The second phase focused on shortlisting drugs discovered in the first phase by analysing the key genetic pathways. The scientists mapped the interaction of the proteins involved in ageing and COVID-19 to understand the overlap, giving a precise gene expression network that needs to be targeted to combat COVID-19 in elderly patients.
However, at this point, the network was undirected. Meaning, the scientists had not yet found which genes and proteins were upstream (i.e. they have cascading effects on the expressions of other genes) or downstream (prior changes in the network alter their expression). An ideal drug would target the genes or proteins at the network’s upstream end to minimise the impact of infection.
Hence, the team used an algorithm that can infer causality. The final causal network identified RIPK1 as the target protein or gene that should be targeted to treat COVID-19.

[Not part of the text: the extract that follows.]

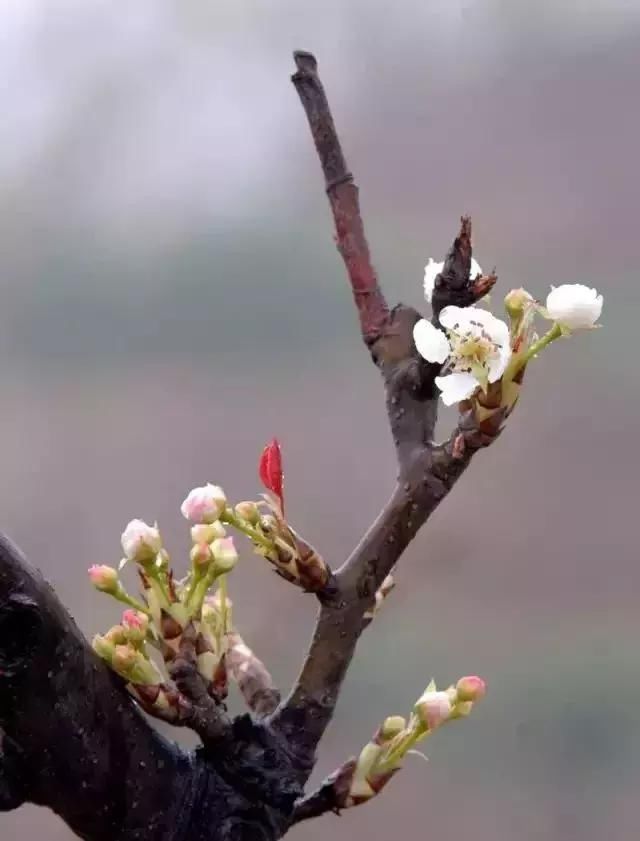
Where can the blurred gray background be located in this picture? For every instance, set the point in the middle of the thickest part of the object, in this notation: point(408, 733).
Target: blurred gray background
point(171, 299)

Several approved drugs in the market are known to target RIPK1 that could potentially treat COVID-19. Among these, ribavirin and quinapril are already in clinical trials for treating COVID-19.
Apart from time, another major hurdle in developing new drugs is the expense. Randomised trials and testing of large volumes of compounds or protein structures run up huge costs. Further, a significant percentage of drugs fail clinical trials.
On the other hand, AI has made tremendous progress in drug discovery. Proteins have complex structures and perform multiple functions. At the same time, drugs can be pleitropic, i.e. act on more than one protein and more than one interaction in the body simultaneously. Hence, AI presents a huge potential since it can build complex neural networks to analyse big sets of protein data that humans could never achieve through lengthy testings/trials.
In theory, with repurposing “you don’t need to design new drugs. With 50 drugs, we can treat everything.”Dr Daniel Cohen
Scientists have made a convincing case for repurposing drugs rather than developing new ones from scratch. Dr Daniel Cohen, the founder of the drug start-up company Pharnext and the driving force behind the Généthon laboratory that first mapped the human genome, has also made a case for drug repurposing. Cohen believes AI can tap pleiotropy to identify repurposable drugs.
The tremendous potential AI has shown in drug-discovery, and machine learning in its ability to spot patterns in complex protein structures must be availed to narrow down pre-approved drugs with repurposing potential.